|Was||Historian Professor Educator|
|Type||Academia Social science|
|Birth||20 September 1860, Frankfurt am Main, Germany|
|Death||5 January 1945, Garmisch-Partenkirchen, Germany (aged 84 years)|
|Politics||German Fatherland Party|
Richard Fester (20 September 1860 – 5 January 1945) was a German historian.
Richard Fester was born in Frankfurt where his father, Dr. Anselm Fester worked as a lawyer-notary. The boy attended secondary school in the city till 1881 and then volunteered for a year of military service. He undertook his university studies in History and Philology at Munich, Berlin and Strasbourg. It was at Strasbourg that he passed his university final exams and also, on 6 March 1886, received his doctorate for work on the Imperial Military Constitution of the Holy Roman Empire at the end of the seventeenth century. His habilitation qualification followed, from Munich, on 18 November 1893. Between July 1888 and September 1892 he was also working as an assistant at the Regional Archives Office in Karlsruhe.

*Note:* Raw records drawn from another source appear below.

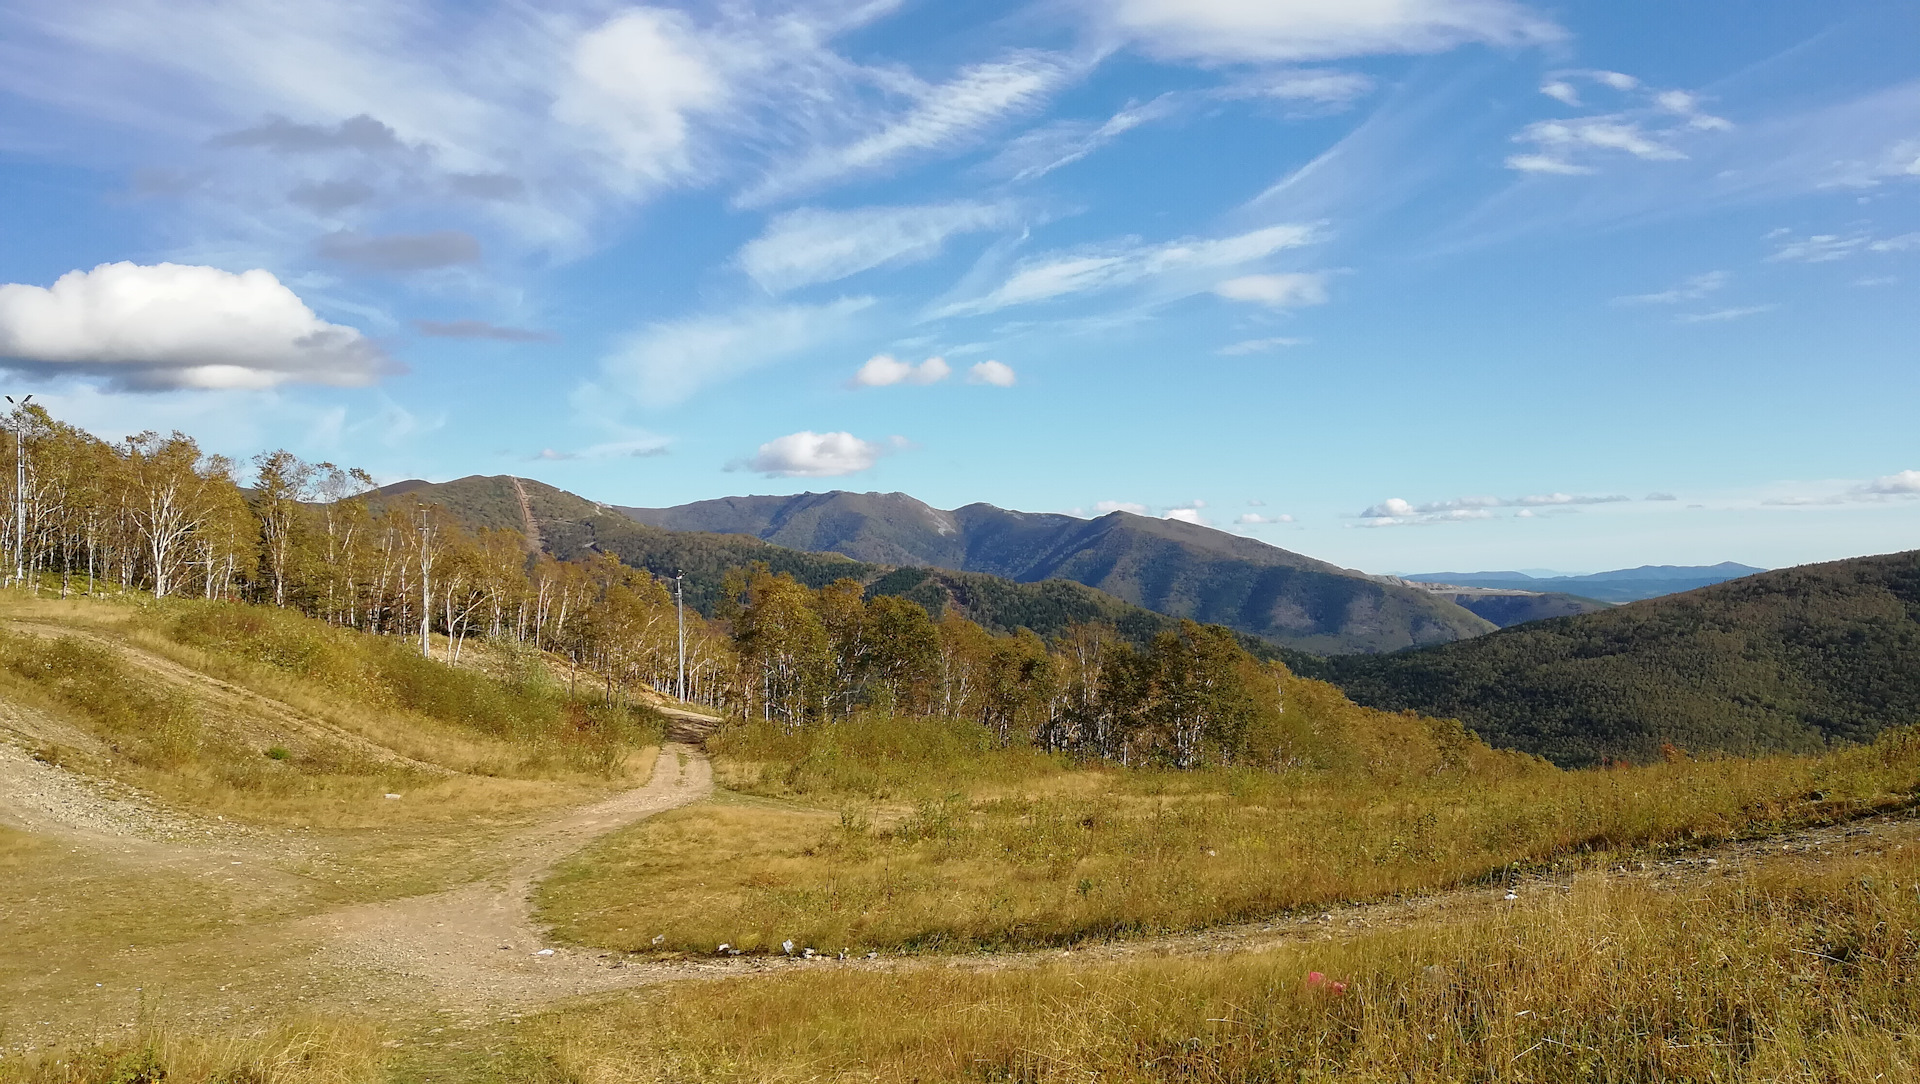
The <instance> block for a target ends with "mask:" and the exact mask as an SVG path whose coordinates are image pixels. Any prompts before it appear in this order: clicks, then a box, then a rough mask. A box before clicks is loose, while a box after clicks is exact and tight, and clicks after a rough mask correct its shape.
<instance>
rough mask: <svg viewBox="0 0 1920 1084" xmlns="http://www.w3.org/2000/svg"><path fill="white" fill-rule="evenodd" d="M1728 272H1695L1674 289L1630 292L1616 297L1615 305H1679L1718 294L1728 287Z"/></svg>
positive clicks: (1613, 300) (1680, 283)
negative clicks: (1681, 303) (1726, 286)
mask: <svg viewBox="0 0 1920 1084" xmlns="http://www.w3.org/2000/svg"><path fill="white" fill-rule="evenodd" d="M1728 278H1730V276H1728V274H1726V272H1724V271H1709V272H1705V274H1695V276H1692V278H1688V280H1684V282H1680V286H1674V288H1672V290H1661V292H1659V294H1630V295H1626V297H1615V299H1613V303H1615V305H1678V303H1680V301H1699V299H1701V297H1705V295H1709V294H1716V292H1720V290H1722V288H1726V282H1728Z"/></svg>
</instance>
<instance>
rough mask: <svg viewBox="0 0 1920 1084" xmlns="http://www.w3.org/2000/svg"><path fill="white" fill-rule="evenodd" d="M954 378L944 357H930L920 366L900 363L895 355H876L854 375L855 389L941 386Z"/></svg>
mask: <svg viewBox="0 0 1920 1084" xmlns="http://www.w3.org/2000/svg"><path fill="white" fill-rule="evenodd" d="M948 376H952V366H950V365H947V359H943V357H929V359H925V361H922V363H920V365H914V363H910V361H899V359H895V357H893V355H885V353H876V355H874V357H870V359H866V365H862V366H860V370H858V372H854V374H852V386H854V388H887V386H893V384H939V382H941V380H947V378H948Z"/></svg>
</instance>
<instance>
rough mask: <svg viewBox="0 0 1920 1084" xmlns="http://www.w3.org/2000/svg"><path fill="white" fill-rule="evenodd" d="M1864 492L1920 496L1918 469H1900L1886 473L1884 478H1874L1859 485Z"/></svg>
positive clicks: (1860, 488)
mask: <svg viewBox="0 0 1920 1084" xmlns="http://www.w3.org/2000/svg"><path fill="white" fill-rule="evenodd" d="M1860 489H1862V491H1864V493H1874V495H1891V497H1920V470H1901V472H1899V474H1887V476H1885V478H1876V480H1872V482H1868V483H1866V485H1862V487H1860Z"/></svg>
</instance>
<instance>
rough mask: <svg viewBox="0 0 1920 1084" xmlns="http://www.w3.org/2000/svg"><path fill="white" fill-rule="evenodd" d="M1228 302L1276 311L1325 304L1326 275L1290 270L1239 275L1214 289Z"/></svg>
mask: <svg viewBox="0 0 1920 1084" xmlns="http://www.w3.org/2000/svg"><path fill="white" fill-rule="evenodd" d="M1213 294H1219V295H1221V297H1225V299H1229V301H1256V303H1260V305H1271V307H1275V309H1296V307H1302V305H1325V303H1327V276H1325V274H1311V272H1300V271H1292V272H1286V274H1242V276H1240V278H1229V280H1227V282H1221V284H1219V286H1215V288H1213Z"/></svg>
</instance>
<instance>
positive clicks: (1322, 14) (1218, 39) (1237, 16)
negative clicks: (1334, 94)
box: [1087, 0, 1561, 63]
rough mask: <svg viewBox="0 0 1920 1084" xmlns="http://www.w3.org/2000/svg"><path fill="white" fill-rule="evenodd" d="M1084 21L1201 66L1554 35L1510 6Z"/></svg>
mask: <svg viewBox="0 0 1920 1084" xmlns="http://www.w3.org/2000/svg"><path fill="white" fill-rule="evenodd" d="M1087 10H1089V13H1091V15H1092V17H1094V19H1098V21H1102V23H1104V25H1106V27H1108V29H1110V31H1114V33H1116V35H1121V36H1125V38H1129V40H1133V42H1135V44H1137V46H1139V48H1140V50H1142V52H1148V54H1152V56H1160V58H1171V59H1202V61H1229V63H1231V61H1275V59H1281V61H1302V59H1334V58H1348V56H1377V54H1428V52H1442V50H1450V48H1455V46H1461V44H1469V42H1490V44H1501V46H1524V44H1536V42H1548V40H1557V38H1559V36H1561V31H1559V29H1557V27H1555V25H1553V23H1548V21H1546V19H1542V17H1538V15H1534V13H1532V12H1528V10H1526V8H1523V6H1521V4H1513V2H1509V0H1392V2H1371V0H1369V2H1354V0H1290V2H1286V4H1279V2H1248V0H1117V2H1098V4H1094V2H1092V0H1089V2H1087Z"/></svg>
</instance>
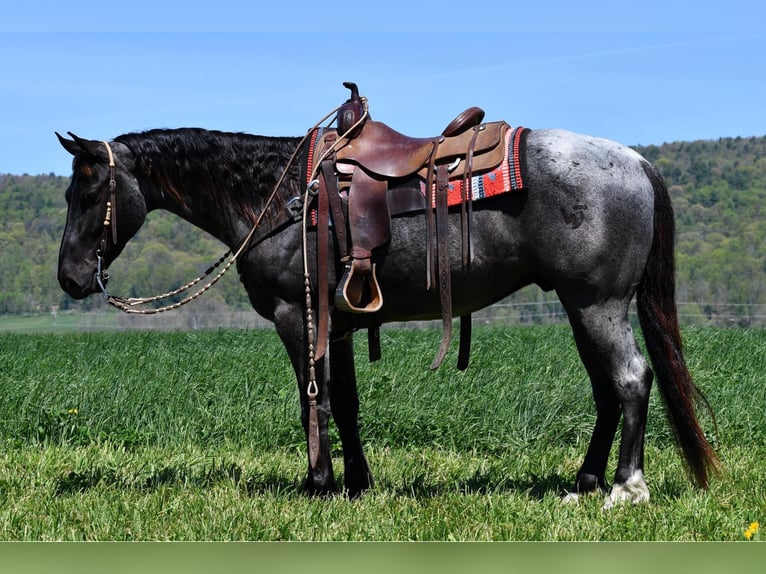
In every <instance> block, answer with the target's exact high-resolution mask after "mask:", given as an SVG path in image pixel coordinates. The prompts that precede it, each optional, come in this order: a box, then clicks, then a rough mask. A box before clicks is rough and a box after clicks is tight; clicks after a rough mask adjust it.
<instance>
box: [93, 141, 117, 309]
mask: <svg viewBox="0 0 766 574" xmlns="http://www.w3.org/2000/svg"><path fill="white" fill-rule="evenodd" d="M101 143H103V144H104V147H106V153H107V155H108V156H109V196H108V198H107V200H106V215H105V216H104V230H103V232H102V233H101V243H100V246H99V248H98V249H97V250H96V259H97V264H98V267H97V271H96V281H97V282H98V286H99V287H100V288H101V292H102V293H103V294H104V298H105V299H109V293H107V291H106V282H107V281H108V280H109V272H108V271H107V270H106V269H105V268H104V257H106V252H107V249H108V248H109V232H110V230H111V235H112V237H111V239H112V245H117V201H116V198H117V180H116V177H115V166H114V154H113V153H112V147H111V146H110V145H109V142H106V141H103V142H101Z"/></svg>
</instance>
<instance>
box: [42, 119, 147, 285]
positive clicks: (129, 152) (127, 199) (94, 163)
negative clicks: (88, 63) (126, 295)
mask: <svg viewBox="0 0 766 574" xmlns="http://www.w3.org/2000/svg"><path fill="white" fill-rule="evenodd" d="M69 135H71V136H72V138H73V139H71V140H70V139H67V138H64V137H62V136H61V135H59V134H58V133H57V134H56V136H58V138H59V141H60V142H61V145H62V146H63V147H64V149H66V150H67V151H68V152H69V153H71V154H72V155H73V156H74V160H73V161H72V180H71V182H70V184H69V188H68V189H67V191H66V200H67V204H68V206H69V208H68V211H67V220H66V228H65V229H64V236H63V237H62V239H61V247H60V249H59V265H58V279H59V283H60V284H61V288H62V289H63V290H64V291H66V292H67V293H68V294H69V295H70V296H72V297H74V298H75V299H82V298H84V297H87V296H88V295H90V294H91V293H94V292H97V291H99V289H100V287H99V280H101V282H102V283H104V282H105V281H106V278H107V275H106V273H105V271H106V269H107V267H108V266H109V264H110V263H111V262H112V261H114V259H115V258H116V257H117V256H118V255H119V254H120V252H121V251H122V250H123V248H124V247H125V244H126V243H127V242H128V240H129V239H130V238H131V237H133V235H135V233H136V231H138V229H139V227H141V224H142V223H143V222H144V219H145V218H146V211H147V209H146V202H145V200H144V196H143V195H142V193H141V190H140V188H139V181H138V179H137V177H136V175H135V174H136V162H135V158H134V156H133V154H132V153H131V151H130V150H129V149H128V147H127V146H125V145H124V144H121V143H118V142H112V143H110V144H107V143H105V142H101V141H93V140H86V139H82V138H79V137H77V136H75V135H74V134H72V133H70V134H69ZM99 272H101V273H99Z"/></svg>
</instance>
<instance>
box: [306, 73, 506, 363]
mask: <svg viewBox="0 0 766 574" xmlns="http://www.w3.org/2000/svg"><path fill="white" fill-rule="evenodd" d="M343 85H344V86H345V87H347V88H348V89H349V90H351V97H350V98H349V99H348V100H347V101H346V102H345V103H344V104H343V105H342V106H341V107H340V108H339V110H338V113H337V117H336V122H337V129H336V130H327V131H325V132H323V134H322V139H321V141H320V142H318V143H317V145H316V146H315V149H314V163H313V165H315V166H317V179H318V183H319V189H318V195H319V199H318V206H317V234H318V235H317V237H318V242H319V244H318V250H317V257H318V266H319V267H318V269H319V274H320V280H319V293H318V295H319V301H320V309H319V323H320V324H319V326H318V331H319V335H320V339H321V334H322V330H323V328H324V329H325V330H326V325H327V318H326V315H327V313H328V311H327V309H324V310H323V309H322V302H323V300H324V301H327V300H328V299H329V297H328V296H327V295H328V293H327V292H326V286H324V287H323V286H322V283H323V282H324V283H326V277H327V274H326V266H327V265H328V261H327V258H328V253H327V251H328V250H327V247H326V243H327V235H328V231H327V229H328V228H329V217H330V214H331V215H332V222H333V225H332V228H333V230H334V232H335V235H336V239H337V244H338V246H339V250H340V255H341V261H342V262H343V263H344V264H345V269H344V273H343V276H342V278H341V279H340V281H339V282H338V286H337V289H336V293H335V300H334V304H335V308H336V309H338V310H340V311H343V312H348V313H375V312H377V311H379V310H380V309H381V307H382V305H383V293H382V292H381V290H380V286H379V284H378V280H377V276H376V269H375V263H374V262H373V260H374V253H375V250H376V249H378V248H380V247H382V246H384V245H385V244H386V243H387V242H388V241H389V240H390V237H391V213H392V209H394V205H395V204H396V199H395V198H394V197H392V194H391V193H389V190H388V184H389V181H391V180H395V179H402V178H409V177H419V178H420V180H421V181H422V182H424V184H425V190H426V192H425V197H422V198H421V199H420V200H419V201H415V202H414V205H412V204H413V200H412V198H411V197H410V198H408V199H407V201H406V202H407V203H408V204H411V206H412V207H413V208H416V209H417V208H419V209H423V210H425V213H426V235H427V237H426V238H424V240H425V241H426V287H427V289H431V288H432V287H433V286H434V285H438V289H439V298H440V305H441V315H442V325H443V335H442V342H441V346H440V349H439V352H438V354H437V356H436V358H435V359H434V361H433V363H432V365H431V368H437V367H438V366H439V365H440V364H441V362H442V361H443V360H444V357H445V356H446V354H447V351H448V348H449V342H450V339H451V335H452V295H451V280H450V257H449V249H448V245H449V242H448V229H449V227H448V203H447V195H448V191H449V186H450V181H454V180H458V179H462V180H463V186H462V197H461V213H462V218H461V221H462V223H461V228H462V246H463V253H462V255H463V257H462V259H463V265H464V266H470V263H471V247H470V245H471V241H470V219H471V212H472V207H471V205H472V191H471V179H472V177H473V174H474V172H476V173H481V172H485V171H489V170H491V169H494V168H496V167H497V166H498V165H500V163H501V162H502V161H503V158H504V154H505V145H504V144H505V134H506V131H507V130H508V128H509V126H508V124H507V123H505V122H492V123H481V122H482V120H483V118H484V111H483V110H481V109H480V108H477V107H471V108H468V109H467V110H465V111H464V112H462V113H461V114H459V115H458V116H457V117H456V118H455V119H454V120H452V121H451V122H450V123H449V125H447V127H446V128H445V129H444V130H443V131H442V133H441V134H440V135H439V136H436V137H429V138H412V137H409V136H406V135H404V134H401V133H399V132H397V131H395V130H393V129H391V128H390V127H389V126H387V125H386V124H384V123H382V122H377V121H374V120H372V119H370V117H369V114H368V110H367V101H366V99H365V98H362V97H360V96H359V91H358V88H357V86H356V84H354V83H351V82H345V83H344V84H343ZM317 161H319V165H317V163H316V162H317ZM341 190H343V191H346V193H347V197H348V206H347V210H346V212H344V210H343V207H342V203H341V200H340V191H341ZM434 240H435V241H434ZM434 243H435V244H436V257H434V255H433V244H434ZM323 269H324V271H323ZM322 276H323V277H322ZM323 279H324V281H323ZM323 291H324V293H323ZM323 315H324V317H323ZM323 323H324V325H325V326H324V327H323ZM470 328H471V317H470V315H465V316H463V317H461V322H460V333H461V336H460V352H459V358H458V368H460V369H465V368H466V367H467V366H468V354H469V346H470ZM373 329H374V332H373ZM377 341H378V333H377V327H373V328H371V332H370V342H371V346H370V358H371V359H373V360H374V359H376V358H378V357H379V356H380V351H379V347H378V346H377V345H379V343H377ZM373 342H375V346H374V347H373ZM325 344H326V341H325V342H321V341H318V343H317V347H318V348H317V356H321V354H322V352H323V348H324V345H325Z"/></svg>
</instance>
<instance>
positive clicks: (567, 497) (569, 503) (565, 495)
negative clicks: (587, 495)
mask: <svg viewBox="0 0 766 574" xmlns="http://www.w3.org/2000/svg"><path fill="white" fill-rule="evenodd" d="M561 502H562V504H577V503H578V502H580V495H579V494H577V493H576V492H567V493H566V494H565V495H564V496H563V497H562V499H561Z"/></svg>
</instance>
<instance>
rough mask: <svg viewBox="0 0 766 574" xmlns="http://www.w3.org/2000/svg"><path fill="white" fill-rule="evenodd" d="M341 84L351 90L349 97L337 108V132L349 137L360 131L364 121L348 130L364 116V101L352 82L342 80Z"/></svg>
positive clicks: (357, 88) (356, 86) (346, 136)
mask: <svg viewBox="0 0 766 574" xmlns="http://www.w3.org/2000/svg"><path fill="white" fill-rule="evenodd" d="M343 86H344V87H346V88H348V89H349V90H351V97H350V98H349V99H348V100H346V101H345V102H344V103H343V105H341V107H340V108H339V109H338V133H339V134H341V135H345V136H346V137H348V138H349V139H351V138H355V137H356V136H358V135H359V132H361V131H362V126H363V125H364V123H361V124H359V125H358V126H356V127H355V128H354V129H353V131H350V130H351V128H353V127H354V124H356V123H357V122H358V121H359V120H360V119H362V117H363V116H364V112H365V102H364V100H363V99H362V98H361V97H360V96H359V88H358V87H357V85H356V84H355V83H354V82H343ZM367 117H369V115H368V116H367Z"/></svg>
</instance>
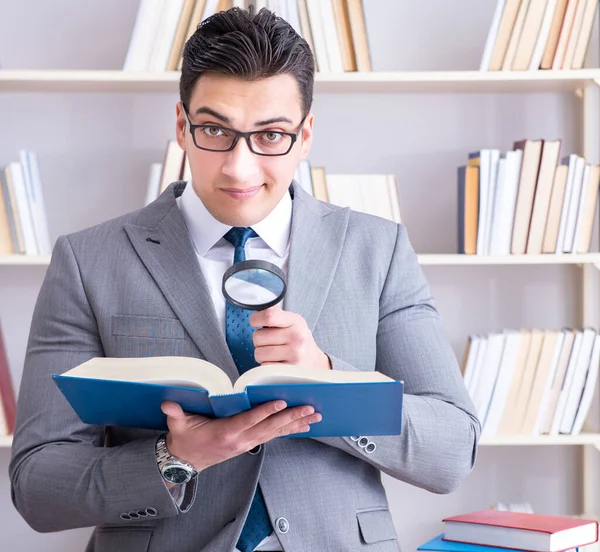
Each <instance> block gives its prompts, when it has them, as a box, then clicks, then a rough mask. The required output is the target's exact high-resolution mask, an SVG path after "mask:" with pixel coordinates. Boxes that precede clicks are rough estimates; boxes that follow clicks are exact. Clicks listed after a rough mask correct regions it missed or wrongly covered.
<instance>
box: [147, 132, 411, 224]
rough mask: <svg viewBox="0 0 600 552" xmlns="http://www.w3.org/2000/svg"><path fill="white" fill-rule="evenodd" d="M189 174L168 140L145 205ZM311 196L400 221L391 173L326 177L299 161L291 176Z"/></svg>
mask: <svg viewBox="0 0 600 552" xmlns="http://www.w3.org/2000/svg"><path fill="white" fill-rule="evenodd" d="M191 177H192V175H191V172H190V166H189V162H188V160H187V156H186V154H185V152H184V151H183V150H182V149H181V148H180V147H179V145H178V144H177V142H176V141H175V140H169V141H168V142H167V147H166V150H165V155H164V159H163V162H162V163H153V164H152V165H151V167H150V174H149V178H148V186H147V192H146V205H148V204H149V203H151V202H152V201H154V200H155V199H156V198H157V197H158V196H159V195H160V194H161V193H162V192H163V191H164V190H165V188H166V187H167V186H168V185H169V184H170V183H171V182H175V181H176V180H185V181H189V180H190V179H191ZM294 178H295V180H296V182H298V184H300V186H302V188H303V189H304V190H305V191H306V192H308V193H309V194H310V195H312V196H313V197H315V198H317V199H319V200H321V201H327V202H328V203H332V204H333V205H337V206H339V207H349V208H350V209H353V210H354V211H359V212H361V213H367V214H369V215H375V216H378V217H381V218H385V219H388V220H392V221H394V222H398V223H400V222H402V216H401V212H400V200H399V198H398V186H397V183H396V177H395V176H394V175H393V174H327V173H326V172H325V169H324V168H323V167H311V165H310V162H309V161H306V160H304V161H301V162H300V163H299V164H298V168H297V169H296V174H295V176H294Z"/></svg>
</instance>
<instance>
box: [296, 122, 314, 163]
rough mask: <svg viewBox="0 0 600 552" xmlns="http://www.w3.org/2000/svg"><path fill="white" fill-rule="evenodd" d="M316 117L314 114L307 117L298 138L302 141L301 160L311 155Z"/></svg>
mask: <svg viewBox="0 0 600 552" xmlns="http://www.w3.org/2000/svg"><path fill="white" fill-rule="evenodd" d="M314 120H315V116H314V115H313V114H312V113H309V114H308V115H307V116H306V119H305V121H304V124H303V125H302V129H301V130H300V136H299V137H298V138H299V139H300V140H301V144H302V146H301V149H300V159H306V158H307V157H308V154H309V153H310V148H311V146H312V136H313V124H314Z"/></svg>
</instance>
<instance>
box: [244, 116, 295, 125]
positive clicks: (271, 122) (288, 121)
mask: <svg viewBox="0 0 600 552" xmlns="http://www.w3.org/2000/svg"><path fill="white" fill-rule="evenodd" d="M274 123H289V124H290V125H292V124H294V122H293V121H292V120H291V119H288V118H287V117H273V118H271V119H265V120H264V121H257V122H256V123H254V126H266V125H272V124H274Z"/></svg>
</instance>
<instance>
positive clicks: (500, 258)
mask: <svg viewBox="0 0 600 552" xmlns="http://www.w3.org/2000/svg"><path fill="white" fill-rule="evenodd" d="M418 259H419V263H420V264H422V265H439V266H443V265H448V266H462V265H535V264H546V265H547V264H595V265H598V264H600V253H581V254H570V253H565V254H564V255H552V254H546V255H443V254H442V255H437V254H424V255H418Z"/></svg>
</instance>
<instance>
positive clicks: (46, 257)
mask: <svg viewBox="0 0 600 552" xmlns="http://www.w3.org/2000/svg"><path fill="white" fill-rule="evenodd" d="M417 257H418V260H419V264H421V265H423V266H469V265H471V266H484V265H557V264H558V265H565V264H595V265H598V266H599V267H600V253H581V254H565V255H499V256H488V255H452V254H423V255H417ZM49 263H50V255H39V256H34V255H4V256H2V255H0V266H2V265H8V266H30V265H34V266H47V265H48V264H49Z"/></svg>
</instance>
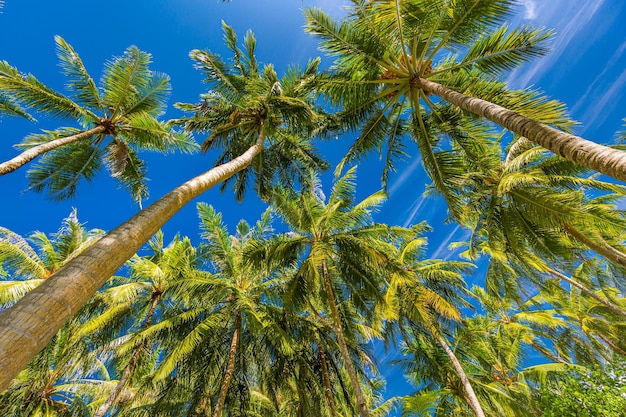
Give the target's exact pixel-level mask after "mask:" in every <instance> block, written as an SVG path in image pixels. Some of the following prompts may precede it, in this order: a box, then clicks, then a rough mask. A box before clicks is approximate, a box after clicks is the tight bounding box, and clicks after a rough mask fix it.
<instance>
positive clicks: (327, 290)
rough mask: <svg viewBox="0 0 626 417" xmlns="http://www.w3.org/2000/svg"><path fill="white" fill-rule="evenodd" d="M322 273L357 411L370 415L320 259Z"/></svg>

From 1893 he was giving private tutorials at Munich. He moved to northern Bavaria (Franconia) in 1896, taking a post as a visiting professor in Medieval and Modern History at Erlangen, which became a full professorship three years later on 16 October 1899. On 1 April 1907 he switched to Kiel, taking a position as Professor of Medieval and Modern History. Less than two years later, in October 1908, he moved again, this time to Halle where he took an equivalent professorship, also becoming co-director for Historical Seminars. H remained at Halle for eighteen years, retiring from his position on 1 October 1926, by which time he had reached the age of 66. During the First World War (1914-1918) Fester took a lead in fund raising as a result of which he was awarded the Merit Cross for War Aid (Verdienstkreuz für Kriegshilfe). He also became, between 1917 and 1918, a member of the short-lived nationalist German Fatherland Party (Deutsche Vaterlandspartei / DVLP). In 1925 Fester drew widespread attention to himself in the context of the Munich "Stab in the back" trial by accusing the Social Democratic movement of treason. Régime change early in 1933 triggered the launch in Germany of a twelve-year Nazi dictatorship. After 1935 Fester emerged from retirement to work at the antisemitic National Institute for the History of the New Germany ("Reichsinstitut für Geschichte des neuen Deutschlands"), serving on the institute's "Committee of Experts". Here he issued various antisemitic speeches and essays, such as one describing Judaism as a "Ferment of National Decomposition" (»Ferment der nationalen Dekomposition», 1940) and as a "Destructive element of the Nation" (»Zersetzungselement der Völker», 1941).
War ended a few months after Fester's death. From May 1945 a large part of what had been Germany was administered as the Soviet occupation zone, giving way in October 1949 to the German Democratic Republic a separate German state. Within this area the authorities compiled a list of Literature to be weeded out. Several of Fester's published writings from the Nazi period were included on the list, including those identified in the previous paragraph. In 1947 his work "Friedrich Wilhelm I., Friedrich der Große und die Anfänge deutscher Staatsgesinnung" covering Prussian expansion in the eighteenth century was added to the list, joined in 1953 by his analysis of international developments between 1914 and 1919.